Law enforcement agencies will mount increased efforts to interdict these stolen vehicles at our nation's borders, and the Department of State is intensifying its efforts to increase the number of treaties that provide for the return of these vehicles to the rightful owners when they are discovered in foreign countries. To this end, the Department of State has negotiated, and will continue to negotiate, stolen vehicle recovery treaties with those countries -- primarily in Latin America and Central and Eastern Europe -- into which the majority of stolen U.S. vehicles are smuggled. The FBI is also working with Customs officials to process quickly the vehicle identification numbers of cars presented for export at our nation's seaports and to identify and stop those that have been reported stolen. New technology currently being tested at the Port of Miami also shows great promise. It allows inspectors to scan a cargo container for the presence of a car while the container is being weighed, a process that does not delay the flow of commerce. The Department of the Treasury is working with Mexican government officials representing the commerce and finance ministries on a four-part program to improve control over legitimate movement of automobiles across the border and to deal with large scale trafficking in stolen automobiles. This cooperative effort will include Mexican access to information on vehicles reported stolen in the United States.
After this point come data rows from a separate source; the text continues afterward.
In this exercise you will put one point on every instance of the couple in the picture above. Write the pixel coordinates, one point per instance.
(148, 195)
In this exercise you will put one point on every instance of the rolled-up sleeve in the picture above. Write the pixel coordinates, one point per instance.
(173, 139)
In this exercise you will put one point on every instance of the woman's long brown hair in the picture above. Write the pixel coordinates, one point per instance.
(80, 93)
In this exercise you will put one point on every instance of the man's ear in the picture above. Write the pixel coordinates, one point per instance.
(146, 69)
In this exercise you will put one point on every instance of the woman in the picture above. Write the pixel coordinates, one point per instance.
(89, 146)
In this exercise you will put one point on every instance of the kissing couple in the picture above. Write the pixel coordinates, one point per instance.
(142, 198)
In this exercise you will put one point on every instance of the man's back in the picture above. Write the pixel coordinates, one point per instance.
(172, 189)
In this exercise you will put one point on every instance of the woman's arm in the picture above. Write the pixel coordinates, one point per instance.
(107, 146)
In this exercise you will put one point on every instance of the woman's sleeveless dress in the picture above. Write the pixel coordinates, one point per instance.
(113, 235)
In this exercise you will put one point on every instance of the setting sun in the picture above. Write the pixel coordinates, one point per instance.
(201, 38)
4. Seek New and Stiffer Criminal Penalties for Smuggling Activities

The Problem of Portrunning

As law enforcement officials make it tougher for criminals to slip undetected across our borders, smugglers are becoming increasingly daring in their willingness to confront inspectors head on. Such activity includes "port-running," intentionally evading inspections by driving through ports of entry without stopping, which puts federal officials and civilians alike at risk of injury. The Administration has successfully used construction of physical barriers in the fight against port- running. More must be done to deter and punish this dangerous practice. Similarly, if a suspect vessel fails to "heave to," that is, to slow to facilitate a law enforcement boarding, the Coast Guard must first fire a warning shot across the bow and then disable the vessel if it does not respond. While there are civil penalties for failing to respond to a "heave to" command, no criminal equivalent currently exists to cover such activity or crimes of violence committed in the course of evading border controls. The proposed ICCA would establish a specific criminal penalty for port-running, as well as enhancing existing criminal penalties for related activities. Such penalties are needed to deter vessels from fleeing Coast Guard, INS and Customs interdiction efforts and jettisoning contraband and evidence in the process. Legislation is also required that would punish individuals who provide false information to boarding officials. Sanctions are needed to compel individuals to provide truthful data regarding the vessel's destination, origin, ownership, registration, nationality, cargo and crew.